LindaDi/Cis-mQTL-mapping-protocol-for-methylome

 
 

Repository files navigation

Cis-mQTL mapping protocol for placental methylome

In this GitHub repository, you will find the protocol elaborated by the Immunogenetics Research Lab (IRLab) from the University of the Basque Country (UPV/EHU), to map placental cis-mQTLs using the command-line program TensorQTL. On the one hand, all the commands and scripts used are available in the Readme but be careful, you will need to custom some of them, mainly the Rscripts executed from RStudio and not from the command line.

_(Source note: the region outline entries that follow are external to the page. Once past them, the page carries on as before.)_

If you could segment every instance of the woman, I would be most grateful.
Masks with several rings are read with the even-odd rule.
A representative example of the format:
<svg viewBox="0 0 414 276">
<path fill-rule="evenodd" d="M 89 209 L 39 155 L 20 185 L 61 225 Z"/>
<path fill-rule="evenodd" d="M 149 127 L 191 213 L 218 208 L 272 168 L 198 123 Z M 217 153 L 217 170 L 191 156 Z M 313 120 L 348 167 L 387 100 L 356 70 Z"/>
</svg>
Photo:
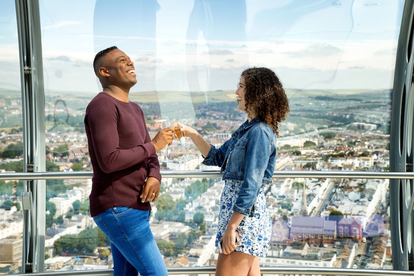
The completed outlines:
<svg viewBox="0 0 414 276">
<path fill-rule="evenodd" d="M 245 70 L 238 86 L 238 109 L 248 119 L 221 147 L 209 144 L 191 127 L 182 130 L 206 156 L 203 164 L 221 167 L 226 182 L 216 238 L 216 246 L 222 242 L 216 276 L 260 276 L 259 257 L 267 255 L 272 229 L 264 192 L 274 170 L 278 124 L 290 109 L 282 84 L 269 69 Z"/>
</svg>

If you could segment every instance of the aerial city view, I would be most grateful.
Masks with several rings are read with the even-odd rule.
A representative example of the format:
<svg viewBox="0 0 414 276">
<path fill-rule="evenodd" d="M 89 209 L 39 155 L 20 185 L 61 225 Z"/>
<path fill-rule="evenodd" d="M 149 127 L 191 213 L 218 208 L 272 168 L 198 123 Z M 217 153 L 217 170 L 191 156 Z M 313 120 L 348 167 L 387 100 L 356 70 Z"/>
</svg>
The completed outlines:
<svg viewBox="0 0 414 276">
<path fill-rule="evenodd" d="M 291 111 L 279 127 L 275 170 L 389 170 L 389 90 L 286 90 Z M 21 100 L 17 91 L 2 93 L 0 170 L 22 171 Z M 166 115 L 179 117 L 220 146 L 246 120 L 233 94 L 194 93 L 192 109 Z M 166 117 L 154 97 L 150 92 L 130 95 L 143 109 L 151 137 Z M 92 170 L 83 125 L 90 99 L 75 94 L 46 99 L 48 171 Z M 166 149 L 158 152 L 162 170 L 219 170 L 202 164 L 189 138 L 181 141 L 184 145 L 176 140 L 168 149 L 171 162 L 164 161 Z M 185 149 L 192 158 L 185 159 Z M 270 248 L 261 265 L 391 269 L 389 182 L 273 177 L 265 193 L 273 225 Z M 89 213 L 91 184 L 90 179 L 47 181 L 46 271 L 111 267 L 109 241 Z M 215 265 L 224 184 L 220 178 L 163 178 L 160 195 L 151 204 L 150 226 L 167 266 Z M 8 246 L 14 255 L 8 261 L 2 257 L 0 270 L 6 273 L 18 271 L 21 261 L 22 187 L 21 181 L 0 184 L 0 248 Z"/>
</svg>

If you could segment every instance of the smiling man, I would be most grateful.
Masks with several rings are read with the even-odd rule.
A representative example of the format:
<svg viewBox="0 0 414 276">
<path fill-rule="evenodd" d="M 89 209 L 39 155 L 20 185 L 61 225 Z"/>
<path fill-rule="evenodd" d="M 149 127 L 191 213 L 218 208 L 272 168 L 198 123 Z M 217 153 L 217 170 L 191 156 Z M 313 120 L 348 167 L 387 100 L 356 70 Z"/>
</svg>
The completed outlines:
<svg viewBox="0 0 414 276">
<path fill-rule="evenodd" d="M 93 168 L 91 215 L 111 242 L 114 275 L 167 276 L 151 230 L 151 206 L 160 192 L 156 152 L 174 138 L 171 127 L 151 140 L 140 106 L 129 102 L 134 63 L 116 46 L 98 53 L 95 74 L 103 91 L 86 108 L 85 129 Z"/>
</svg>

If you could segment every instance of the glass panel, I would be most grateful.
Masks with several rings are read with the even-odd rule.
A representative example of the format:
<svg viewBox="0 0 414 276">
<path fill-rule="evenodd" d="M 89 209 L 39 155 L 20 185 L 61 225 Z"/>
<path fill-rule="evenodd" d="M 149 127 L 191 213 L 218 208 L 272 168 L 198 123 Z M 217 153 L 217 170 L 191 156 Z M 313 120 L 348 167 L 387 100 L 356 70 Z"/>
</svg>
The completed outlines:
<svg viewBox="0 0 414 276">
<path fill-rule="evenodd" d="M 16 7 L 0 4 L 0 172 L 23 171 L 21 89 Z M 0 273 L 21 271 L 23 182 L 0 180 Z"/>
<path fill-rule="evenodd" d="M 163 120 L 181 119 L 209 143 L 222 144 L 246 119 L 235 102 L 240 73 L 247 67 L 266 66 L 280 77 L 291 109 L 279 128 L 276 170 L 388 170 L 390 95 L 402 5 L 385 0 L 152 0 L 124 5 L 41 1 L 48 170 L 92 169 L 83 118 L 88 103 L 102 89 L 92 63 L 97 52 L 115 45 L 135 63 L 138 83 L 129 99 L 143 108 L 151 137 Z M 188 139 L 186 147 L 193 157 L 190 161 L 183 160 L 184 149 L 177 141 L 168 154 L 174 162 L 162 162 L 165 151 L 159 152 L 162 168 L 218 170 L 201 165 L 199 152 Z M 187 219 L 188 238 L 191 231 L 202 228 L 192 224 L 191 214 L 206 212 L 204 219 L 208 216 L 214 225 L 216 213 L 208 213 L 200 203 L 209 191 L 189 195 L 187 187 L 199 182 L 165 181 L 166 200 L 170 195 L 176 206 L 184 205 L 180 198 L 188 204 L 185 219 L 181 210 L 175 213 L 157 206 L 156 237 L 160 236 L 156 224 L 164 227 L 170 220 Z M 222 181 L 210 181 L 210 189 L 223 187 Z M 61 184 L 48 182 L 51 215 L 52 203 L 57 206 L 62 196 L 53 191 L 57 185 Z M 261 263 L 390 268 L 388 187 L 382 180 L 273 179 L 266 194 L 274 223 L 271 247 Z M 65 190 L 58 191 L 64 194 Z M 76 200 L 81 204 L 85 204 L 84 192 L 83 200 Z M 220 189 L 213 192 L 216 199 L 208 202 L 217 203 Z M 74 208 L 76 200 L 48 220 L 48 229 L 68 221 L 68 208 Z M 217 206 L 207 207 L 216 210 Z M 301 232 L 297 226 L 322 224 L 315 233 Z M 283 231 L 276 231 L 278 225 Z M 92 231 L 94 226 L 82 227 Z M 210 235 L 209 244 L 214 227 L 203 228 Z M 70 234 L 78 240 L 78 233 Z M 191 265 L 214 263 L 214 248 L 208 251 L 187 242 L 183 248 L 183 240 L 179 246 L 176 242 L 184 236 L 174 234 L 170 238 L 175 247 L 158 244 L 169 265 L 179 263 L 179 253 Z M 81 255 L 49 246 L 51 257 Z M 296 257 L 305 252 L 308 256 Z M 347 259 L 346 254 L 354 257 Z M 72 260 L 66 269 L 81 267 L 68 259 Z"/>
</svg>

Also, during the pipeline, we will be creating new directories for the outputs, but you should always work from outside of them! Have a look at the diagram below.

Image of the working directory

On the other hand, in the Wiki, you will find each step explained in more detail. To complete the pipeline, you need to have installed: R and RStudio, Plink1.9 and Plink2, TensorQTL v1.0.5 and its dependencies, bcftools and vcftools.

In case you already performed the HRC genotype imputation at the Michigan Server and the preprocessing of the methylome data using PACEanalysis R package by A. Binder with the arguments specified in Step 2.1., you can jump to Step 2.2.

Step 1. Genotype data quality control

Step 1.1. Quality control of genotype data

Create a directory for the bfiles:

mkdir inter

Conversion of long format files to PLINK binary format file:

plink1.9 --file {your filename} --make-bed --out inter/whole_genotype

You should adapt this command depending on the input file that do you have. Take in consideration how do you want PLINK to read your sample names as FID and IID.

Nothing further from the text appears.